Try open files and exceptions

Question

def abrir_archivo(nombre_archivo):
    try:
        archivo = open(nombre_archivo, 'r')
    except FileNotFoundError:
        print("El archivo no fue encontrado")
    except:
        print("Error desconocido")
    else:
        print("Abriendo exitosamente")
    finally:
        print("Finalizando ejecucion")

abrir_archivo(1)

When I run the program, the else line is executed and prints "Opening Successfully", this happens with the numbers 0, 1 and 2. My question is why? Isn't it supposed to give an error?

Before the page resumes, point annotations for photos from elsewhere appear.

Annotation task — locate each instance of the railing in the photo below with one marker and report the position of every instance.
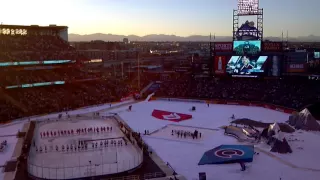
(133, 177)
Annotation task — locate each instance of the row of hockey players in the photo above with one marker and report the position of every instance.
(83, 146)
(182, 133)
(77, 131)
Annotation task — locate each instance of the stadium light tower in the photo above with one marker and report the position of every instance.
(248, 31)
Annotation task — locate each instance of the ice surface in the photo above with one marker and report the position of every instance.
(184, 155)
(93, 161)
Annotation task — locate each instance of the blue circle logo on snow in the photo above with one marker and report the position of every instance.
(228, 153)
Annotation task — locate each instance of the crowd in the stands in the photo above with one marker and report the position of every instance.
(292, 93)
(78, 91)
(11, 78)
(22, 102)
(35, 48)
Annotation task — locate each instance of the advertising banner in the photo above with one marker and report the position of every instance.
(220, 63)
(223, 47)
(272, 46)
(296, 68)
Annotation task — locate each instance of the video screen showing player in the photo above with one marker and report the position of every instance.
(246, 65)
(247, 47)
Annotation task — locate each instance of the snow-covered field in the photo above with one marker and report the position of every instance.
(184, 154)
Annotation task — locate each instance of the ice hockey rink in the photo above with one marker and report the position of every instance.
(183, 154)
(106, 152)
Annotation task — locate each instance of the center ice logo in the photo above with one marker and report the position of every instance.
(171, 116)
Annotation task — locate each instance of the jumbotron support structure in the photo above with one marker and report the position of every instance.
(248, 31)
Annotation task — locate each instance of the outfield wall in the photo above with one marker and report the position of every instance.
(227, 102)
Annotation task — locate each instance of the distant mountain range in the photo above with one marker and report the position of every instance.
(163, 37)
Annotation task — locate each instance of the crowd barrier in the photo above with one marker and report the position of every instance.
(227, 102)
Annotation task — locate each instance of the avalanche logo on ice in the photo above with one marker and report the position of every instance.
(173, 116)
(229, 153)
(170, 116)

When I pass 3 or -1 or any other number, it does print "Unknown error" (I speak Spanish, if something is not understood... google translate is guilty uu)

Answer 1

This is because the open function accepts a file descriptor as the file argument when it's an integer, and per POSIX standards, 0, 1 and 2 correspond to the standard input, standard output and standard error, respectively:

with open(1, 'w') as stdout:
    stdout.write('foo') # outputs foo to standard output

You may programmatically obtain the file descriptor by calling the fileno method of the file object:

import sys

with open(sys.stdout.fileno(), 'w') as stdout:
    stdout.write('foo') # outputs foo to standard output

Other integer numbers may be accepted if it represents an open file descriptor.